Hochaktuelle poetische fesselnde Geschichte über Glauben, Identität und die Türkei
Kein und Aber, 2017, 560 Seiten
Inhalt:
Die Rahmenhandlung spielt 2016 im heutigen Istanbul, bei dem die 35jährige Peri auf dem Weg zu einer Abendgesellschaft beraubt wird. Bei diesem Überfall fällt der Tochter ein Foto der Mutter in die Hände, das sie als Studentin mit zwei Freundinnen und dem gemeinsamen Professor in Oxford zeigt. Diese Vergangenheit als Studentin hat Peri bisher vor allen verborgen gehalten, denn sie hat Oxford verlassen, ohne das Studium abzuschließen.
Die blutige Auseinandersetzung auf der Straße und zu viel Wein später inmitten der wohlhabenden, doch in latenter Angst vor dem Staat lebenden und feiernden Gesellschaft führen Peri in Gedanken zurück in ihre Kindheit und nach Oxford.

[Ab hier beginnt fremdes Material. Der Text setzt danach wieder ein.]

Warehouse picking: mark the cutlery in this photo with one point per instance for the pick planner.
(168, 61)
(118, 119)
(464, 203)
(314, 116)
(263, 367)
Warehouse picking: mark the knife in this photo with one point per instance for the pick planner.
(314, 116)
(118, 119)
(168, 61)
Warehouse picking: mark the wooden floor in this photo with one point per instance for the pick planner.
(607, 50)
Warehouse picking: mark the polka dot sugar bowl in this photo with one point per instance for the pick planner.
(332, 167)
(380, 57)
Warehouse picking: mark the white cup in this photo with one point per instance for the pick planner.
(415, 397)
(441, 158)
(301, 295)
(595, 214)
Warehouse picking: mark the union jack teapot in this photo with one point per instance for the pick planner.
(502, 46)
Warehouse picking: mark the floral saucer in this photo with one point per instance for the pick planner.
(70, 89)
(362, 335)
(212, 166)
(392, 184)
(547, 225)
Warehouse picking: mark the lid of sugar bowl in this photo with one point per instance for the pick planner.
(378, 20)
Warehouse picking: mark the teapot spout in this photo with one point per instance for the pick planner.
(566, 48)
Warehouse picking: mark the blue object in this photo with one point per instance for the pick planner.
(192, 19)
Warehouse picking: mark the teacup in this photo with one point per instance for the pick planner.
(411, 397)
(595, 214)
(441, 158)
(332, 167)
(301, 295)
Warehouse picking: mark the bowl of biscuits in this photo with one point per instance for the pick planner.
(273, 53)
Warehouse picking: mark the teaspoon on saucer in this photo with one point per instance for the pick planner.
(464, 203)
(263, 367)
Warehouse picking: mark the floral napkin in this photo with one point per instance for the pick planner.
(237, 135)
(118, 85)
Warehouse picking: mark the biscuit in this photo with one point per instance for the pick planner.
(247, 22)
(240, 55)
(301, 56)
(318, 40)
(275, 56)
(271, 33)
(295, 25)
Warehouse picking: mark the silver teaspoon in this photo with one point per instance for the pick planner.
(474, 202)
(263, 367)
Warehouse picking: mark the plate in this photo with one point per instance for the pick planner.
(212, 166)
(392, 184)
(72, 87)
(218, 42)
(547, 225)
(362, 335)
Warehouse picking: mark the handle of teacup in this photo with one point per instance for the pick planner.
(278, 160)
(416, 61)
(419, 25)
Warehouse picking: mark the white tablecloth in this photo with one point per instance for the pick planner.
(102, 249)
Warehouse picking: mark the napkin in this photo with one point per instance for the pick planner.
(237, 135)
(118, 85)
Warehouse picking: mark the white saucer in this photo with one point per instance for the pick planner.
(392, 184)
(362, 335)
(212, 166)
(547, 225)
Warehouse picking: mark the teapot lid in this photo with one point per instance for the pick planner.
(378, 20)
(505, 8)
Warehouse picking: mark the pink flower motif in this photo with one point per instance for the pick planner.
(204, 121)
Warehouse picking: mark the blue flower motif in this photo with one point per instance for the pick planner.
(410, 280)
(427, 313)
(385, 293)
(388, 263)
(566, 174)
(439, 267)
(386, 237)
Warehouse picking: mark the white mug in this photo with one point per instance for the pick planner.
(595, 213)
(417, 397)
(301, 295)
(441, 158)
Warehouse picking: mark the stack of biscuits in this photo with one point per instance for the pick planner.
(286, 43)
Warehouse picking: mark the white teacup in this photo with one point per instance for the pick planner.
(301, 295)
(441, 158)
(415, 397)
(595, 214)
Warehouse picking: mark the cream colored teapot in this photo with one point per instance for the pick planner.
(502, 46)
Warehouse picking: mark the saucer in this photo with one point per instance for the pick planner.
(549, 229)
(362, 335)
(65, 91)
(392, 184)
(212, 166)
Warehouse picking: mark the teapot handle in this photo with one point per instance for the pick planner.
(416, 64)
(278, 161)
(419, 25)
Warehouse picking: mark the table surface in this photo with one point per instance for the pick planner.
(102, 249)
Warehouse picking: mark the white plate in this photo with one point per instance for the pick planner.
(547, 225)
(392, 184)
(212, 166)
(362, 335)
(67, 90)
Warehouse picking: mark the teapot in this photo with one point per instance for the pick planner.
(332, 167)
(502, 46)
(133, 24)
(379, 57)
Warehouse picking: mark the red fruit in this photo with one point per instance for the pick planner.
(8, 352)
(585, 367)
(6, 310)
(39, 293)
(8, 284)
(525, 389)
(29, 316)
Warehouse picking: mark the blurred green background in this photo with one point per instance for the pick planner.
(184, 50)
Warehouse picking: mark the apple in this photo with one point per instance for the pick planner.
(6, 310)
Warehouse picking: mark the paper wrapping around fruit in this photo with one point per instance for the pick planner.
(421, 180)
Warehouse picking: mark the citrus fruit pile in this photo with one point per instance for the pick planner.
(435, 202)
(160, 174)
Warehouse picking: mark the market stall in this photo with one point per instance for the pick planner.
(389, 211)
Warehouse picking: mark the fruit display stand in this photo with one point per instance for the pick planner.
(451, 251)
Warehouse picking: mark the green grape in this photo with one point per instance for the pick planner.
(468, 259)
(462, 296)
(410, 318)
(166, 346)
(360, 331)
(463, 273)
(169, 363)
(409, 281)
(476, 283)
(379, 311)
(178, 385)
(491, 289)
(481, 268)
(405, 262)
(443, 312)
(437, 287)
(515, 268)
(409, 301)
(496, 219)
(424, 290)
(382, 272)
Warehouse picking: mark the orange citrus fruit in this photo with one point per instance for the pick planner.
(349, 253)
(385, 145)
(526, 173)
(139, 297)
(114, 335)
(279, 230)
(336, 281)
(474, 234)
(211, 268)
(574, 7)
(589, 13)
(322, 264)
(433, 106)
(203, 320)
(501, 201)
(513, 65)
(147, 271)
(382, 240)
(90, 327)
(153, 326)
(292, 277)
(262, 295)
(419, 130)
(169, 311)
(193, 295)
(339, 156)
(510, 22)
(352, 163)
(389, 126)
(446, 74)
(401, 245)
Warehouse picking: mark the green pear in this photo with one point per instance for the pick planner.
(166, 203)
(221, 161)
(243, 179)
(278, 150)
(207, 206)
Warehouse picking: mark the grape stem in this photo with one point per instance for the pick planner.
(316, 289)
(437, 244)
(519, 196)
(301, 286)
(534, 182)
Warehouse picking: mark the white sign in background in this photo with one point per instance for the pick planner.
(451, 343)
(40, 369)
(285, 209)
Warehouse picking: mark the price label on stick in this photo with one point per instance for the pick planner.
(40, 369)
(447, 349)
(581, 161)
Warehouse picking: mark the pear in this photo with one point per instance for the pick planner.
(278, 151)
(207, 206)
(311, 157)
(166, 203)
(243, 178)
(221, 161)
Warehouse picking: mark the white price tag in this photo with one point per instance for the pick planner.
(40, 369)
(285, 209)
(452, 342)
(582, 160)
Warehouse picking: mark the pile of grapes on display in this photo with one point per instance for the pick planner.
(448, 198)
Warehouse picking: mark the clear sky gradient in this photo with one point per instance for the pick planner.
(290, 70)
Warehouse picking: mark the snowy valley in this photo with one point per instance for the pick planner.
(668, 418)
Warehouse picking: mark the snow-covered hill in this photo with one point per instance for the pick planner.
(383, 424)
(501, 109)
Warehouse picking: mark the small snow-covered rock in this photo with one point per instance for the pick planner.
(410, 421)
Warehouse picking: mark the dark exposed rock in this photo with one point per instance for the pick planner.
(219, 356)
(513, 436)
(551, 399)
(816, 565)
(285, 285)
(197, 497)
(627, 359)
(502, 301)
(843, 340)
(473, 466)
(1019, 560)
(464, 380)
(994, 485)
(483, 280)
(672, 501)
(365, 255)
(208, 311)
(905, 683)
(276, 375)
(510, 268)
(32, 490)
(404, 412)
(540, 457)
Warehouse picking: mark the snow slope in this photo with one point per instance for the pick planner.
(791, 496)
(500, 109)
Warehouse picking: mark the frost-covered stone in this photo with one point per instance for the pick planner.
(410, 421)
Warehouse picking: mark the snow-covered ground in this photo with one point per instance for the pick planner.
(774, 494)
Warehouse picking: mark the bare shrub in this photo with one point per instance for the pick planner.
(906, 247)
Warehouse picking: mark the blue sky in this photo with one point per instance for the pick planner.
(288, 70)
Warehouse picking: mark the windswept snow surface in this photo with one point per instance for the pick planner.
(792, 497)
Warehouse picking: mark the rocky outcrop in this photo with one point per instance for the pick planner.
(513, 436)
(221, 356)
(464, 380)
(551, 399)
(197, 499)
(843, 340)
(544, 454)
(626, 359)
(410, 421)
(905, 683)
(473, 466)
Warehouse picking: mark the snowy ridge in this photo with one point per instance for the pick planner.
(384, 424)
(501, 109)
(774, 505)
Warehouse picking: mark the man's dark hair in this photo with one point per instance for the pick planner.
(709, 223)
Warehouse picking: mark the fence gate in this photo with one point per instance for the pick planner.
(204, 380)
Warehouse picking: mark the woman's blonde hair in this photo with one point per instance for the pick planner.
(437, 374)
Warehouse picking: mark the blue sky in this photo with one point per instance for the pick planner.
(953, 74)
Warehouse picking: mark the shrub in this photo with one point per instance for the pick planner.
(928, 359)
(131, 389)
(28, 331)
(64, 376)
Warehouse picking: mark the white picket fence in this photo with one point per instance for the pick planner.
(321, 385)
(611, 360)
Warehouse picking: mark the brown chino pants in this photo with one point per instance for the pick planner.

Diese Kindheit in den 80er Jahren ist vom Streit um den richtigen Umgang mit Gott geprägt. Der Vater ist streng weltlich. Atatürks Portrait hängt überall im Haus. Peris Mitter nimmt dagegen ihren Glauben zunehmend ernster. Sie verbietet der kleinen Peri sogar Schuhe, da Leim aus Schweineknochen enthalten sein könnte. Peri muss mit Sandalen in die Schule gehen.
Zwischen diesen beiden extremen Polen versucht Peri ihre eigene Antwort auf die Frage nach Gott zu finden. Während die Eltern sich täglich zu Hause bekriegen und der geliebte Bruder wegen seiner politischen Aktivitäten gefoltert und schließlich ins Gefängnis geworfen wird, will Peri alles richtig machen. Sie flüchtet sich ins Lernen und Lesen und schließt die Schule als Jahrgangsbeste ab. Damit erfüllt sich ein Traum ihres Vaters: Peri stehen die Türen für ein internationales Studium offen.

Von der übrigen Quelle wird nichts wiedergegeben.